Cette annonce intervient après un incident qui avait provoqué la colère de Paris. Le mois dernier, deux agents français avaient été pris pour cible par les services de sécurité iraniens. Ils ont été retenus plusieurs heures sans raison, interrogés, et l’un d’eux a même été molesté. Le ministre français des Affaires étrangères, Jean-Noël Barrot, avait dénoncé une « violation flagrante des immunités diplomatiques » et prévenu que cet incident ne resterait pas sans conséquence. Le chargé d’affaires iranien avait alors été convoqué.

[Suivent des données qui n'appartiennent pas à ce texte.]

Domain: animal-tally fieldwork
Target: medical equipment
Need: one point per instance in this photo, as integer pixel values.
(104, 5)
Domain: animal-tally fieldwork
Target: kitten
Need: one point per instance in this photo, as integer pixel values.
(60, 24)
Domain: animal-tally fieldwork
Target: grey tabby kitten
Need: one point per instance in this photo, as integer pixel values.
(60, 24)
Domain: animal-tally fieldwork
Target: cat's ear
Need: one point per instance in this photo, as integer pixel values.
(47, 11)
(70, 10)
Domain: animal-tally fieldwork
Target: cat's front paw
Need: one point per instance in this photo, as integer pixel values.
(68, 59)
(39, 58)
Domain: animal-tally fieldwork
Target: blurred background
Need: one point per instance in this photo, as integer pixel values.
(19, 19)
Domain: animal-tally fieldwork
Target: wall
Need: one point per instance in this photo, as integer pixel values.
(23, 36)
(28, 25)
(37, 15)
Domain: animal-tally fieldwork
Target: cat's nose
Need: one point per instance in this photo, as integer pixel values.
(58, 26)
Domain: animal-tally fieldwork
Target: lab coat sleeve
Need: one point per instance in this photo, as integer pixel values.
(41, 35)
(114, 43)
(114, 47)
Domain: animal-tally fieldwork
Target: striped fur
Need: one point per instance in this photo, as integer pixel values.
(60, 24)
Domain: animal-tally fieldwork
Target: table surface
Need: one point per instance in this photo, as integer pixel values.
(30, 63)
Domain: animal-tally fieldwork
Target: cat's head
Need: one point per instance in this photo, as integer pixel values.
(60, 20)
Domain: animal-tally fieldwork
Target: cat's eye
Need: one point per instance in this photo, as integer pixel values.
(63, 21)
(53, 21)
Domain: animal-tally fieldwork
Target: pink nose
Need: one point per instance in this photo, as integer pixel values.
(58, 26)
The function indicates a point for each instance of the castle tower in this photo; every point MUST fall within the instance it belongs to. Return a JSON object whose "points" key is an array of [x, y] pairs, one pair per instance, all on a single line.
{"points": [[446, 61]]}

Mais pourquoi ces deux employés étaient-ils visés ? Leur mission, d’après Jean-Noël Barrot, consistait à développer des programmes de soutien à la société civile iranienne, en particulier vers les étudiants et les artistes, afin de leur permettre de bénéficier des services de l’ambassade. « La France est l’un des pays du monde qui fait le plus pour la société civile iranienne et nous en avons payé le prix », avait-il expliqué. Téhéran, lui, dénonce régulièrement les ingérences occidentales dans ses affaires intérieures. Une tension qui s’est encore accrue depuis l’attaque menée par les États-Unis et Israël en février.